Assessing genomic prediction accuracy for Holstein sires using bootstrap aggregation sampling and leave-one-out cross validation.

Since the introduction of genome-enabled prediction for dairy cattle in 2009, genomic selection has markedly changed many aspects of the dairy genetics industry and enhanced the rate of response to selection for most economically important traits. Young dairy bulls are genotyped to obtain their genomic predicted transmitting ability (GPTA) and reliability (REL) values. These GPTA are a main factor in most purchasing, marketing, and culling decisions until bulls reach 5 yr of age and their milk-recorded offspring become available. At that time, daughter yield deviations (DYD) can be compared with the GPTA computed several years earlier. For most bulls, the DYD align well with the initial predictions. However, for some bulls, the difference between DYD and corresponding GPTA is quite large, and published REL are of limited value in identifying such bulls. A method of bootstrap aggregation sampling (bagging) using genomic BLUP (GBLUP) was applied to predict the GPTA of 2,963, 2,963, and 2,803 young Holstein bulls for protein yield, somatic cell score, and daughter pregnancy rate (DPR), respectively. For each trait, 50 bootstrap samples from a reference population comprising 2011 DYD of 8,610, 8,405, and 7,945 older Holstein bulls were used.

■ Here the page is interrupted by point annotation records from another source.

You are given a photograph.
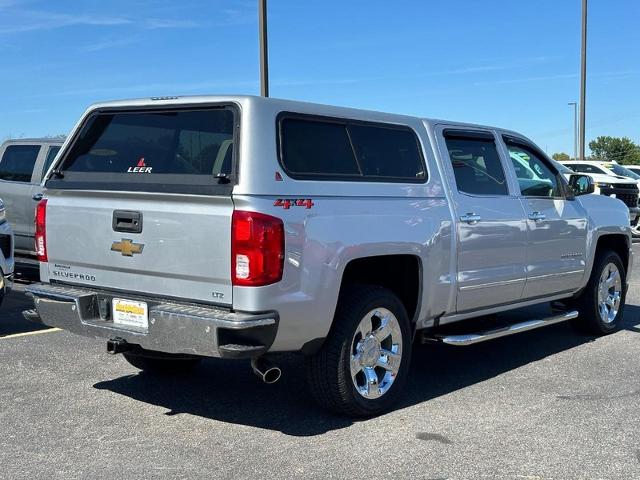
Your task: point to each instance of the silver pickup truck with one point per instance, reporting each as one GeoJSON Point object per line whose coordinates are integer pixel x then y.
{"type": "Point", "coordinates": [6, 254]}
{"type": "Point", "coordinates": [239, 227]}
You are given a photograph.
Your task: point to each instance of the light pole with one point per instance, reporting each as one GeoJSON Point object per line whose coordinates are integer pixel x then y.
{"type": "Point", "coordinates": [583, 77]}
{"type": "Point", "coordinates": [575, 129]}
{"type": "Point", "coordinates": [264, 53]}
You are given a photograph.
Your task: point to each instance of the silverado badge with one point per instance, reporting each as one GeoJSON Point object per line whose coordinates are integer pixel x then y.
{"type": "Point", "coordinates": [127, 247]}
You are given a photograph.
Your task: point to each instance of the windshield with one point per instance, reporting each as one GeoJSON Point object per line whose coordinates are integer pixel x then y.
{"type": "Point", "coordinates": [620, 170]}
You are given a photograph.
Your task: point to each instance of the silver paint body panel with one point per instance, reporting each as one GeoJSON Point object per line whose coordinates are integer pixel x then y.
{"type": "Point", "coordinates": [466, 269]}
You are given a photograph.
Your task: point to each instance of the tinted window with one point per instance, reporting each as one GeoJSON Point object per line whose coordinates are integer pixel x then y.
{"type": "Point", "coordinates": [18, 161]}
{"type": "Point", "coordinates": [476, 166]}
{"type": "Point", "coordinates": [387, 152]}
{"type": "Point", "coordinates": [51, 155]}
{"type": "Point", "coordinates": [535, 178]}
{"type": "Point", "coordinates": [317, 148]}
{"type": "Point", "coordinates": [622, 171]}
{"type": "Point", "coordinates": [586, 168]}
{"type": "Point", "coordinates": [175, 142]}
{"type": "Point", "coordinates": [350, 149]}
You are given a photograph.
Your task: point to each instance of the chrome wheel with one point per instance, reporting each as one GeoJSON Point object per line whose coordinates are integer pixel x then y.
{"type": "Point", "coordinates": [609, 293]}
{"type": "Point", "coordinates": [376, 353]}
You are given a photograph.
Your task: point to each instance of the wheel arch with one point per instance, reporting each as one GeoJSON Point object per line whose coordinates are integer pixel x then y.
{"type": "Point", "coordinates": [616, 242]}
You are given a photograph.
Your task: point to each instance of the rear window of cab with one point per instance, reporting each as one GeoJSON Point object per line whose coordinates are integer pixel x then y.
{"type": "Point", "coordinates": [316, 148]}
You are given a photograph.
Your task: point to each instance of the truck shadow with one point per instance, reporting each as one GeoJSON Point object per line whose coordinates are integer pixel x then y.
{"type": "Point", "coordinates": [227, 391]}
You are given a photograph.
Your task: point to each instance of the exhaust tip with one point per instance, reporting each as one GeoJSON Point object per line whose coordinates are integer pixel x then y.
{"type": "Point", "coordinates": [272, 375]}
{"type": "Point", "coordinates": [265, 370]}
{"type": "Point", "coordinates": [117, 345]}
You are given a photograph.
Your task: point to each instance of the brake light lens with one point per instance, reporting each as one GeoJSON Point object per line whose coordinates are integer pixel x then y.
{"type": "Point", "coordinates": [257, 249]}
{"type": "Point", "coordinates": [41, 231]}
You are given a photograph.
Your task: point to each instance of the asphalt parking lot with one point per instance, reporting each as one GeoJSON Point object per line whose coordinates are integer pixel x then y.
{"type": "Point", "coordinates": [547, 404]}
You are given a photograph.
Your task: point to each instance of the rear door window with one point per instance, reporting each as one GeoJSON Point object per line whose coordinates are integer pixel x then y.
{"type": "Point", "coordinates": [51, 155]}
{"type": "Point", "coordinates": [476, 165]}
{"type": "Point", "coordinates": [312, 148]}
{"type": "Point", "coordinates": [18, 162]}
{"type": "Point", "coordinates": [535, 177]}
{"type": "Point", "coordinates": [170, 150]}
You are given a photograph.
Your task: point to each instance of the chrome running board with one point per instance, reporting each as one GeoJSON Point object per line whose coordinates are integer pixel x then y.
{"type": "Point", "coordinates": [473, 338]}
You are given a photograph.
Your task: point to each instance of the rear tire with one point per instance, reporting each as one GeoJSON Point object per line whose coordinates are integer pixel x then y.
{"type": "Point", "coordinates": [362, 367]}
{"type": "Point", "coordinates": [150, 361]}
{"type": "Point", "coordinates": [601, 304]}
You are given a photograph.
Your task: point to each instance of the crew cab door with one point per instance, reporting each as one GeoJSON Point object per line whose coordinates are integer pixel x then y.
{"type": "Point", "coordinates": [556, 225]}
{"type": "Point", "coordinates": [490, 221]}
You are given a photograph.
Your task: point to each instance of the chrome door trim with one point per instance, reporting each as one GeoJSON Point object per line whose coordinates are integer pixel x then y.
{"type": "Point", "coordinates": [492, 284]}
{"type": "Point", "coordinates": [560, 274]}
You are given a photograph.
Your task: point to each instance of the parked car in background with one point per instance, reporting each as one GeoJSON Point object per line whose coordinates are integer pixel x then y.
{"type": "Point", "coordinates": [613, 180]}
{"type": "Point", "coordinates": [23, 163]}
{"type": "Point", "coordinates": [6, 254]}
{"type": "Point", "coordinates": [239, 227]}
{"type": "Point", "coordinates": [634, 168]}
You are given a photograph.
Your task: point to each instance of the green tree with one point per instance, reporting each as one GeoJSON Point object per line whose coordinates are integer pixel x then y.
{"type": "Point", "coordinates": [620, 149]}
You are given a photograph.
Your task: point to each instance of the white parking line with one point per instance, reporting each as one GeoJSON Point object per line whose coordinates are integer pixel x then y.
{"type": "Point", "coordinates": [25, 334]}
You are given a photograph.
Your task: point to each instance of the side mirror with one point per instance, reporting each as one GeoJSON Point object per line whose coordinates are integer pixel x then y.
{"type": "Point", "coordinates": [581, 184]}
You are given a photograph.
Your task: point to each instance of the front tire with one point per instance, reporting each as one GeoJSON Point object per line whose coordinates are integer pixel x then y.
{"type": "Point", "coordinates": [362, 367]}
{"type": "Point", "coordinates": [601, 304]}
{"type": "Point", "coordinates": [160, 363]}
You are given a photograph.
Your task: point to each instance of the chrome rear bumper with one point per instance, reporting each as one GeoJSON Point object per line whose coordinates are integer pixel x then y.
{"type": "Point", "coordinates": [173, 327]}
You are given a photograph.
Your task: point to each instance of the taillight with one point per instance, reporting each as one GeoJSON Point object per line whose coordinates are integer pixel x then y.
{"type": "Point", "coordinates": [257, 249]}
{"type": "Point", "coordinates": [41, 231]}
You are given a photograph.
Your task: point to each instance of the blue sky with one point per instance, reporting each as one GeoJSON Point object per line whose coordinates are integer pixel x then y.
{"type": "Point", "coordinates": [509, 63]}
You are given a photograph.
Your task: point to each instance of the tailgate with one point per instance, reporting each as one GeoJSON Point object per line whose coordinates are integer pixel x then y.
{"type": "Point", "coordinates": [183, 249]}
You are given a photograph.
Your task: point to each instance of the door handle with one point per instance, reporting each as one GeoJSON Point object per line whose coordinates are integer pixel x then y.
{"type": "Point", "coordinates": [536, 216]}
{"type": "Point", "coordinates": [470, 218]}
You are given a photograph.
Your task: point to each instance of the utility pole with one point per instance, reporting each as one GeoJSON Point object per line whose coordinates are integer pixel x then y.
{"type": "Point", "coordinates": [575, 129]}
{"type": "Point", "coordinates": [583, 78]}
{"type": "Point", "coordinates": [264, 53]}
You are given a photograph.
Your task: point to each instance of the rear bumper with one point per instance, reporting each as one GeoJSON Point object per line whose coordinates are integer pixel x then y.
{"type": "Point", "coordinates": [173, 327]}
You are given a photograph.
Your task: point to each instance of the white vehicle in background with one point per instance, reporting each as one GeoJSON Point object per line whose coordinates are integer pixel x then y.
{"type": "Point", "coordinates": [634, 168]}
{"type": "Point", "coordinates": [6, 254]}
{"type": "Point", "coordinates": [23, 163]}
{"type": "Point", "coordinates": [613, 180]}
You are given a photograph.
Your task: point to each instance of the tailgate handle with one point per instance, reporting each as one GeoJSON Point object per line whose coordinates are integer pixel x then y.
{"type": "Point", "coordinates": [127, 221]}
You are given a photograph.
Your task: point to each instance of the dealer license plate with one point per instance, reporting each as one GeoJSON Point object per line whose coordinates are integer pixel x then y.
{"type": "Point", "coordinates": [129, 313]}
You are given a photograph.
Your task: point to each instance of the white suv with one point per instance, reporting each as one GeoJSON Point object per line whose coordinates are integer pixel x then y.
{"type": "Point", "coordinates": [613, 180]}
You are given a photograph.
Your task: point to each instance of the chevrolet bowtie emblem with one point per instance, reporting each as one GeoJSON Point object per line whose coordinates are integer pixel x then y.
{"type": "Point", "coordinates": [127, 247]}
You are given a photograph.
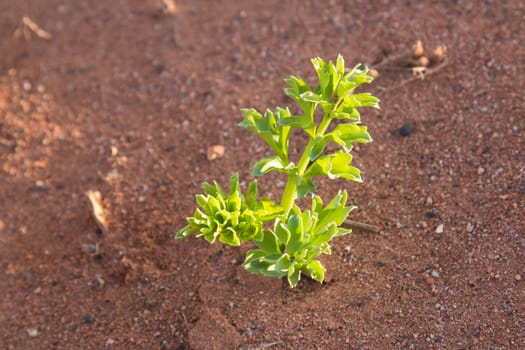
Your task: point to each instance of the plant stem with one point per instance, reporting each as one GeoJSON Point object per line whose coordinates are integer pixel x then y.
{"type": "Point", "coordinates": [289, 194]}
{"type": "Point", "coordinates": [290, 191]}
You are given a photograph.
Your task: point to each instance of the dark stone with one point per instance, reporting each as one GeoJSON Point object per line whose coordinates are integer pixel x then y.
{"type": "Point", "coordinates": [431, 214]}
{"type": "Point", "coordinates": [89, 319]}
{"type": "Point", "coordinates": [405, 130]}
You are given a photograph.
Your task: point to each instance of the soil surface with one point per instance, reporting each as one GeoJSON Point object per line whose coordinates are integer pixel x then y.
{"type": "Point", "coordinates": [126, 97]}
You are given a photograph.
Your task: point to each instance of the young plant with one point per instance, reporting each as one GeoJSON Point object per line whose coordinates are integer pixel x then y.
{"type": "Point", "coordinates": [290, 245]}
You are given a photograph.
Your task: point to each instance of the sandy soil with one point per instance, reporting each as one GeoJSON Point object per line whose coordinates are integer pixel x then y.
{"type": "Point", "coordinates": [125, 98]}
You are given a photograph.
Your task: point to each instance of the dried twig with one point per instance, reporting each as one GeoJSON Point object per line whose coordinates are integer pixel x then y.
{"type": "Point", "coordinates": [360, 226]}
{"type": "Point", "coordinates": [95, 199]}
{"type": "Point", "coordinates": [422, 75]}
{"type": "Point", "coordinates": [265, 345]}
{"type": "Point", "coordinates": [35, 28]}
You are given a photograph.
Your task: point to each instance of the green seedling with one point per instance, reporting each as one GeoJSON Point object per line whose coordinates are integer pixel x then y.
{"type": "Point", "coordinates": [289, 239]}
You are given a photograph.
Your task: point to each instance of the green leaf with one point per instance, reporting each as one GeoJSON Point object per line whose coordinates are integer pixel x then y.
{"type": "Point", "coordinates": [346, 112]}
{"type": "Point", "coordinates": [301, 122]}
{"type": "Point", "coordinates": [229, 237]}
{"type": "Point", "coordinates": [345, 134]}
{"type": "Point", "coordinates": [335, 166]}
{"type": "Point", "coordinates": [310, 96]}
{"type": "Point", "coordinates": [294, 275]}
{"type": "Point", "coordinates": [184, 232]}
{"type": "Point", "coordinates": [267, 165]}
{"type": "Point", "coordinates": [304, 185]}
{"type": "Point", "coordinates": [280, 268]}
{"type": "Point", "coordinates": [282, 232]}
{"type": "Point", "coordinates": [251, 195]}
{"type": "Point", "coordinates": [317, 148]}
{"type": "Point", "coordinates": [297, 231]}
{"type": "Point", "coordinates": [358, 76]}
{"type": "Point", "coordinates": [268, 210]}
{"type": "Point", "coordinates": [316, 270]}
{"type": "Point", "coordinates": [266, 127]}
{"type": "Point", "coordinates": [269, 243]}
{"type": "Point", "coordinates": [234, 184]}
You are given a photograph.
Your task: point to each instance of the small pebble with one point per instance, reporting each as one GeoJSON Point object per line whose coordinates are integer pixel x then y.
{"type": "Point", "coordinates": [26, 85]}
{"type": "Point", "coordinates": [405, 130]}
{"type": "Point", "coordinates": [89, 319]}
{"type": "Point", "coordinates": [431, 214]}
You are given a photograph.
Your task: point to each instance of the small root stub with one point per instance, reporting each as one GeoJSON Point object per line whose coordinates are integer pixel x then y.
{"type": "Point", "coordinates": [355, 225]}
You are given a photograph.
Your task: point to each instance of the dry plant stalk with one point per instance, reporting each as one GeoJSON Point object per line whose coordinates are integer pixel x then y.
{"type": "Point", "coordinates": [97, 210]}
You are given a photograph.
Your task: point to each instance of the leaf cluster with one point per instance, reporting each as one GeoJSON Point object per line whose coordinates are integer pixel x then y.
{"type": "Point", "coordinates": [291, 245]}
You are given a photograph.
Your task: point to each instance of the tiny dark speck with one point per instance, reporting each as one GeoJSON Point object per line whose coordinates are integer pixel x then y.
{"type": "Point", "coordinates": [405, 130]}
{"type": "Point", "coordinates": [431, 214]}
{"type": "Point", "coordinates": [89, 319]}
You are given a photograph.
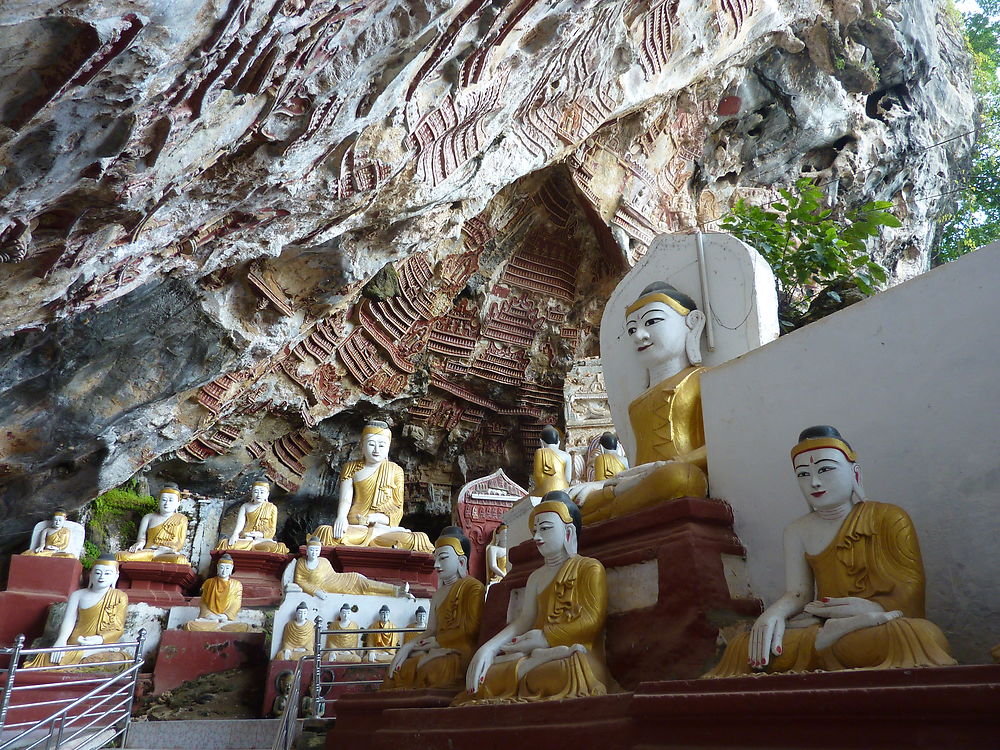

Leave-one-out cross validation was also performed to assess prediction accuracy when removing specific bulls from the reference population. The main objectives of this study were (1) to assess the extent to which current REL values and alternative measures of variability, such as the bootstrap standard deviation (SD) of predictions, could detect bulls whose daughter performance deviates significantly from early genomic predictions, and (2) to identify factors associated with the reference population that inform about inaccurate genomic predictions. The SD of bootstrap predictions was a mildly useful metric for identifying bulls whose future daughter performance may deviate significantly from early GPTA for protein and DPR. Leave-one-out cross validation allowed us to identify groups of reference population bulls that were influential on other reference population bulls for protein yield and observe their effects on predictions of testing set bulls, as a whole and individually.